The number under "NT" on the far left represents teams "beaten" via a stronger chain, or fewer degrees - that is, the number of teams with a longer victory path back to the team in question than the team in question has to them.  On the other side, NT1 is simply the number of straight-up wins for each given team (one degree). The number in the NT2 field represents the number of teams "defeated" through two degrees, NT3 the number of teams "defeated" on the third degree, etc. Using the specific example above, Temple would be represented in Arkansas' NT2 field, but Arkansas would not be represented in Temple's chart at all.

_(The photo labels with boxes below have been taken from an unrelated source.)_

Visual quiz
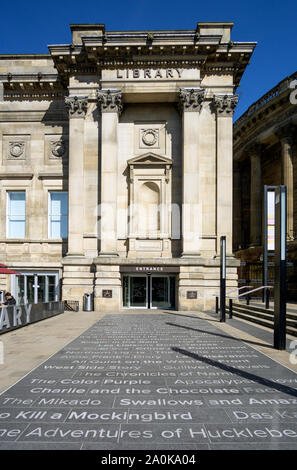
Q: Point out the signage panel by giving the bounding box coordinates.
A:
[0,302,64,335]
[120,266,180,274]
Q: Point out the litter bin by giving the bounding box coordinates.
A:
[83,294,93,312]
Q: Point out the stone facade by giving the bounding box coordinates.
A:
[0,23,255,311]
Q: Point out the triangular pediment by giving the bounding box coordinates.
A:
[128,152,172,165]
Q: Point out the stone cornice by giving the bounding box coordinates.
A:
[179,88,205,112]
[65,96,88,118]
[212,95,238,116]
[97,89,123,114]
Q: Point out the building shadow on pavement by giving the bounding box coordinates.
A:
[171,347,297,397]
[166,320,273,349]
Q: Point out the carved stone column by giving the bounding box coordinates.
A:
[97,89,123,256]
[212,95,238,256]
[179,88,205,257]
[233,162,242,251]
[276,125,294,240]
[248,144,263,246]
[65,96,88,256]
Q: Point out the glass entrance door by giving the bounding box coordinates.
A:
[130,276,147,308]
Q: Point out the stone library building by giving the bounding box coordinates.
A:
[0,23,256,311]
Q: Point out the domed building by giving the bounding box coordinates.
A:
[233,72,297,299]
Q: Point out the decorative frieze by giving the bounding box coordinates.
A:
[65,96,88,118]
[7,140,25,160]
[212,95,238,116]
[97,89,123,115]
[141,129,159,147]
[179,88,205,112]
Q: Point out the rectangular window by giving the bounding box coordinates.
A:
[7,191,26,238]
[48,191,68,238]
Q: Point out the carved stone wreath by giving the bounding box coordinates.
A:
[9,141,25,158]
[141,129,159,147]
[51,140,66,158]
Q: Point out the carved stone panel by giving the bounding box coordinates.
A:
[2,135,30,164]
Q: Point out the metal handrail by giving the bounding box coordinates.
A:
[238,286,273,297]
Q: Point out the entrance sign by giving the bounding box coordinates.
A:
[263,184,277,305]
[123,273,176,309]
[120,266,180,274]
[274,186,287,350]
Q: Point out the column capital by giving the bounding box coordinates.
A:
[212,94,238,116]
[97,88,123,115]
[65,95,88,118]
[179,88,205,112]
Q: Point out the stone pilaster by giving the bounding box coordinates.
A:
[65,96,88,256]
[97,89,123,256]
[248,144,263,246]
[212,95,238,255]
[179,88,205,257]
[276,125,294,240]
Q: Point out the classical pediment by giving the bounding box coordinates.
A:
[128,152,172,165]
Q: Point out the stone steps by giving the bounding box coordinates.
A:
[226,302,297,336]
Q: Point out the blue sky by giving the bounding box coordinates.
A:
[0,0,297,118]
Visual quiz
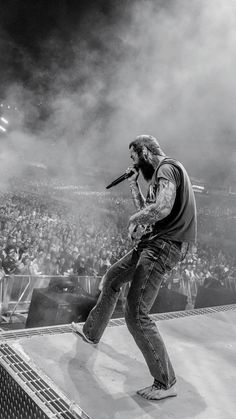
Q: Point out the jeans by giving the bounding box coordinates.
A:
[83,239,182,389]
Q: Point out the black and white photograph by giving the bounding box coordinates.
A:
[0,0,236,419]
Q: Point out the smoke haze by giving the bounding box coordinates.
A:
[1,0,236,190]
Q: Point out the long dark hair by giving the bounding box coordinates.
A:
[129,135,164,156]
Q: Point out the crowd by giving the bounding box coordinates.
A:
[0,188,236,312]
[0,192,129,276]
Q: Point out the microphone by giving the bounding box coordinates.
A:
[106,170,135,189]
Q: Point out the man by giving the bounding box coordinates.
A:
[72,135,196,400]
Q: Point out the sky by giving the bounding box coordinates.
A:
[0,0,236,190]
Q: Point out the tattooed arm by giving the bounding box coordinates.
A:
[130,178,176,225]
[129,180,146,210]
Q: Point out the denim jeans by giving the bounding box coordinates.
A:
[83,239,182,389]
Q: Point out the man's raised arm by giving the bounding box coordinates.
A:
[130,178,176,225]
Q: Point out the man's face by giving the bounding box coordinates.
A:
[130,147,155,182]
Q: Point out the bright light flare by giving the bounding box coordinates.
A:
[1,116,9,124]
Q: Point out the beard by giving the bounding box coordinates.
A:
[138,156,155,182]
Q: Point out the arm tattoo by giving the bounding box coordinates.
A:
[130,181,146,211]
[134,178,176,225]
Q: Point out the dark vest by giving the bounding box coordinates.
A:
[146,157,197,243]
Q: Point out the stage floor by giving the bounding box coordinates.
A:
[7,310,236,419]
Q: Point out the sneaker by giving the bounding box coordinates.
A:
[137,385,177,400]
[71,322,96,345]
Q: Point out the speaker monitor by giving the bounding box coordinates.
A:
[26,288,97,328]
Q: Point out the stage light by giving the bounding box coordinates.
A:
[1,116,8,124]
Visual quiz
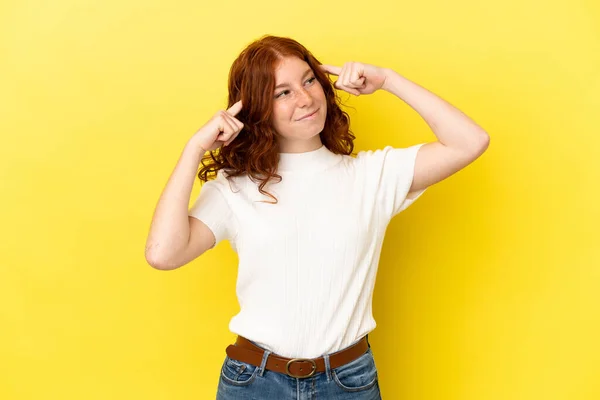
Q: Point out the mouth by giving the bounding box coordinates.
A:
[297,108,319,121]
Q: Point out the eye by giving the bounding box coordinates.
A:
[275,90,290,99]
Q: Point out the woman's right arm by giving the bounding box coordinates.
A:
[146,141,214,269]
[145,102,243,270]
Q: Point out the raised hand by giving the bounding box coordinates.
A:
[320,61,386,96]
[190,100,244,151]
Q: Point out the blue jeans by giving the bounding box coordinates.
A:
[217,335,381,400]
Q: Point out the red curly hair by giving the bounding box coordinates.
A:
[198,35,355,202]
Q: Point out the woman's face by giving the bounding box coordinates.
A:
[273,57,327,152]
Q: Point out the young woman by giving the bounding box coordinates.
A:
[146,36,489,400]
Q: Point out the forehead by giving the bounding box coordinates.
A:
[275,57,310,84]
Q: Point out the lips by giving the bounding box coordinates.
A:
[298,108,319,121]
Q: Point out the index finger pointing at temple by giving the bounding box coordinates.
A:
[320,64,342,75]
[226,100,242,117]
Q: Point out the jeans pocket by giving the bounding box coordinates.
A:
[331,348,377,392]
[221,356,258,386]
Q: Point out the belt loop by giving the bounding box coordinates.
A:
[258,349,271,376]
[323,354,331,382]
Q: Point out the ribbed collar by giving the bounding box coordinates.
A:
[277,145,342,172]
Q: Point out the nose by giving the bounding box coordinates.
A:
[296,88,313,107]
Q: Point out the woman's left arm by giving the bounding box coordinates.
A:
[320,62,490,198]
[381,69,490,198]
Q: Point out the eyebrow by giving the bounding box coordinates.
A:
[275,68,312,89]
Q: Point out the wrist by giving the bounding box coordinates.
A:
[381,68,396,92]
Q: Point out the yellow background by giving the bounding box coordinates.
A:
[0,0,600,400]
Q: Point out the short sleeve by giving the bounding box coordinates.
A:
[362,143,426,218]
[188,180,234,248]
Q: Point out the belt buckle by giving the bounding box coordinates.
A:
[285,358,317,378]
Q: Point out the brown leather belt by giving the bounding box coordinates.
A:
[225,336,369,378]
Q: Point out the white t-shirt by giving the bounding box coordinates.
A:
[189,143,425,358]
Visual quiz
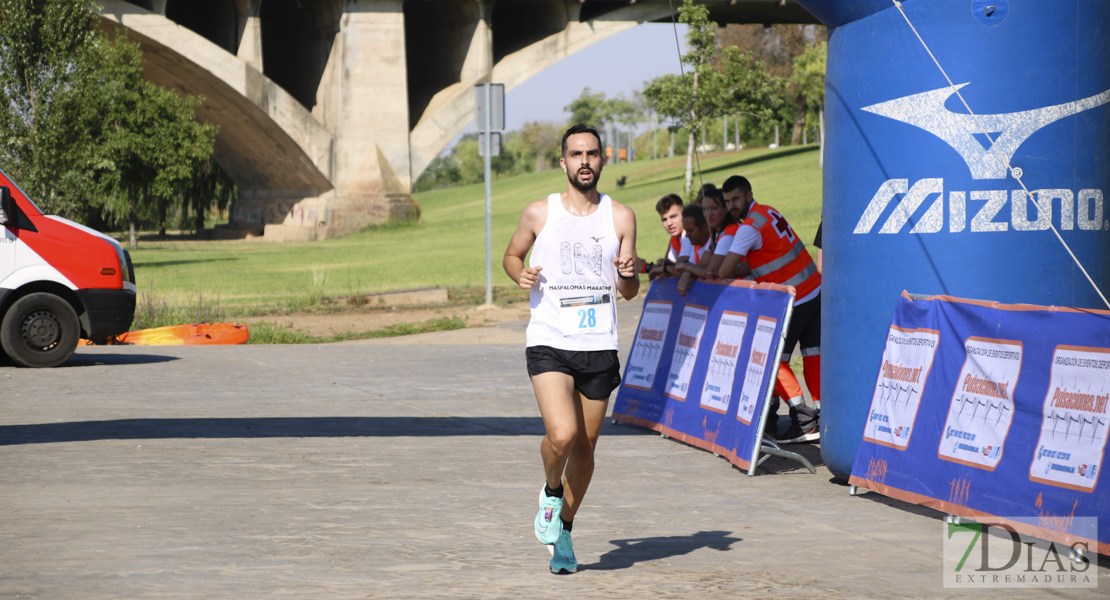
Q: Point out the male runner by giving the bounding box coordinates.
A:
[503,124,639,573]
[719,175,821,444]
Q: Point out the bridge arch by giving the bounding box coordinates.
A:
[100,0,813,238]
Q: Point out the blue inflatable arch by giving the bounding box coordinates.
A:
[798,0,1110,479]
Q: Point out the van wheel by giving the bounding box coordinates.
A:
[0,292,81,367]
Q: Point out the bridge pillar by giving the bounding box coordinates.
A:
[259,0,420,241]
[235,0,263,73]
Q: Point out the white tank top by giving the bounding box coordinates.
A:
[526,193,620,350]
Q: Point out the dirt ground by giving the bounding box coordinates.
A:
[242,302,528,337]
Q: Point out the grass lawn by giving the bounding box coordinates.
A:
[123,145,821,334]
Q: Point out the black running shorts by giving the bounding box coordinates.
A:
[524,346,620,400]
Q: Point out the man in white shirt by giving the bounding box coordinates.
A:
[503,124,639,574]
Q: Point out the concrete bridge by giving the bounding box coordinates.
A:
[100,0,816,240]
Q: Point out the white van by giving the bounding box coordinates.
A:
[0,171,135,367]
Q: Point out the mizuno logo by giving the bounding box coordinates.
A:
[862,83,1110,180]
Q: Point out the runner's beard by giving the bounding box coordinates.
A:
[566,170,598,192]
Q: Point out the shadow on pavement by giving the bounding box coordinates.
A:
[62,352,181,368]
[579,531,741,571]
[0,417,648,446]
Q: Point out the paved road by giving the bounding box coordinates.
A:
[0,303,1110,600]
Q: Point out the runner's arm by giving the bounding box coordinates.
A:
[613,202,639,299]
[501,201,547,289]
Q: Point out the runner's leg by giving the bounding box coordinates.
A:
[563,389,609,521]
[532,372,579,490]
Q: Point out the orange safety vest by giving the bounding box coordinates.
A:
[744,202,821,299]
[705,223,740,255]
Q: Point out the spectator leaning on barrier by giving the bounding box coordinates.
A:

So the numbers listed only represent teams with "weaker" (longer) chains back to the team in question, and that sum is on the far left.

Fine, just look at the chart and it will make sense. Once you're there, click on a team name to view the specific chains relative to every other team. Again, the "NT" field on the far left, representing the number of teams with weaker chains back to the team in question, is what's being measured.

Turns out, Kevin Bacon's just two steps removed from a win over New Mexico State

There's more useful data out there, but this is interesting for strength of schedule purposes - especially if you're a Rutgers fan.